Juan Carlos León, is a migrant artist from Ecuador in Mexico, his work is characterized by a constant hybrid identity. His production explores the development of landscapes and "sensitive data visualizations," electronic, robotic, and automated sculptures that include experimental scientific research processes, merging culture and nature, art and science. He often works with materials rich in physical and symbolic qualities (oil, water, fungi, medicinal plant extracts, waxes, resins, etc.), from which economic, religious, mythological, and cultural connotations also emanate. His current work explores the plant world, addressing its migration, its spirits, and its energies, from the molecular and microscopic to their cosmologies. 

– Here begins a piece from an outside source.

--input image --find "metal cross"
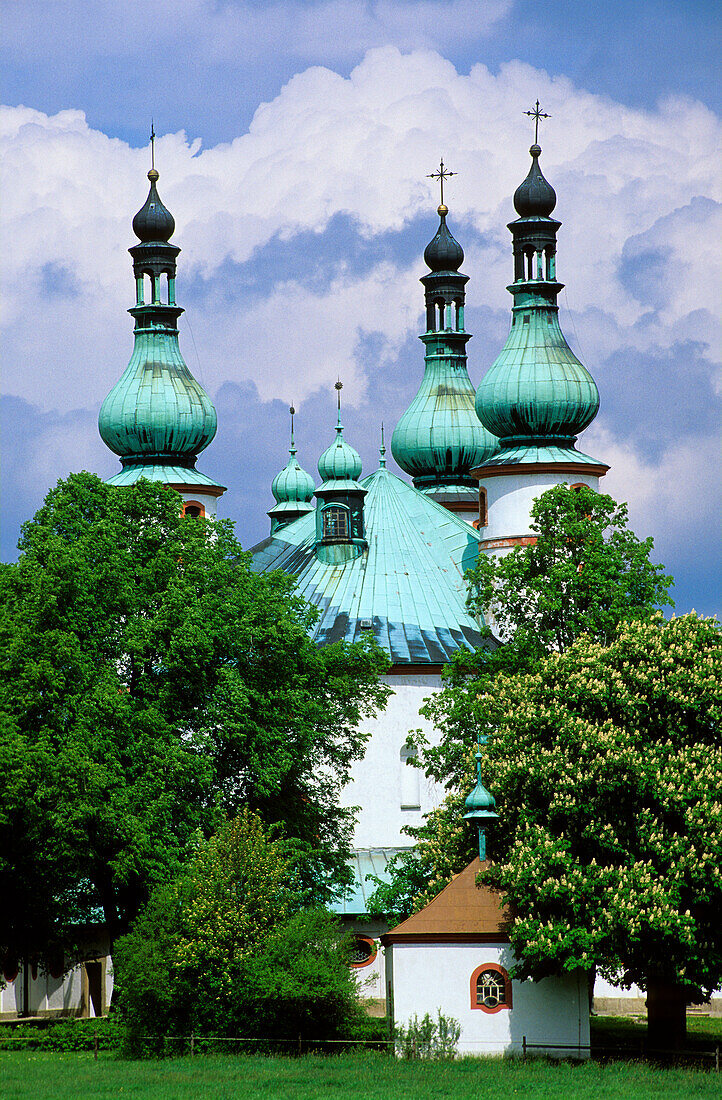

Paula Proaño Mesías work reflects on various technological structures and their cultural and political dimensions. Through various mediums such as performance, sculpture, video, and installation, Proaño Mesías assesses Western conceptions of the natural world, defying human-centered notions and norms. In her projects, she creates prosthetic hybrids that transcend purely human forms by expanding the body with sculptural objects, articulating the multiplicity and heterogeneity of a process of subjectivation beyond the human. 

Oscar Santillán is an artist and the founder of studio ANTIMUNDO, based between Amsterdam and Quito. His practice emerges precisely from the concept of 'Antimundo', a cybernetic matrix where science, fiction, and non-human perspectives converge. Antimundo is "a way of identifying and generating realities that do not fit in the world”, interweaving various media as well as old and new materialities. 

Simon Speiser - Visiones, PLA 3D print, brass, aluminium, LED light box, 2024

Paula Proaño Mesías - Affectus, series of 4 sculptures and 2 X-Rays, 2022-2023 

Simon Speiser is an German-Ecuadorian artist known for his interdisciplinary approach that merges nature and technology through various media, including writing, sculpture, virtual reality, installations, and printmaking. His works explores themes of origins and the interplay between human and technological worlds. Blending virtual reality and ancestral folklore, weaving science fiction with non-western conceptions of technology, and believing in storytelling as a tool in the fight against dystopian thinking, Speiser often creates immersive, sensory experiences that highlight the convergence of traditional knowledge and contemporary digital techniques, showcasing the resilience and adaptability of precolonial cultures. 



About the BPA// Raum: BPA// is an artist-led organization, founded in 2016 by Angela Bulloch, Simon Denny and Willem de Rooij. The program is centered around mutual studio-visits between participants and mentors. It is punctuated with a range of public events, organized together with both artist-run spaces and renowned institutions. BPA// is a partner of KW Institute for Contemporary Art, where a yearly exhibition of participants’ works takes place.

Participation in BPA// lasts two years. It is free of charge and participants receive support to produce new work.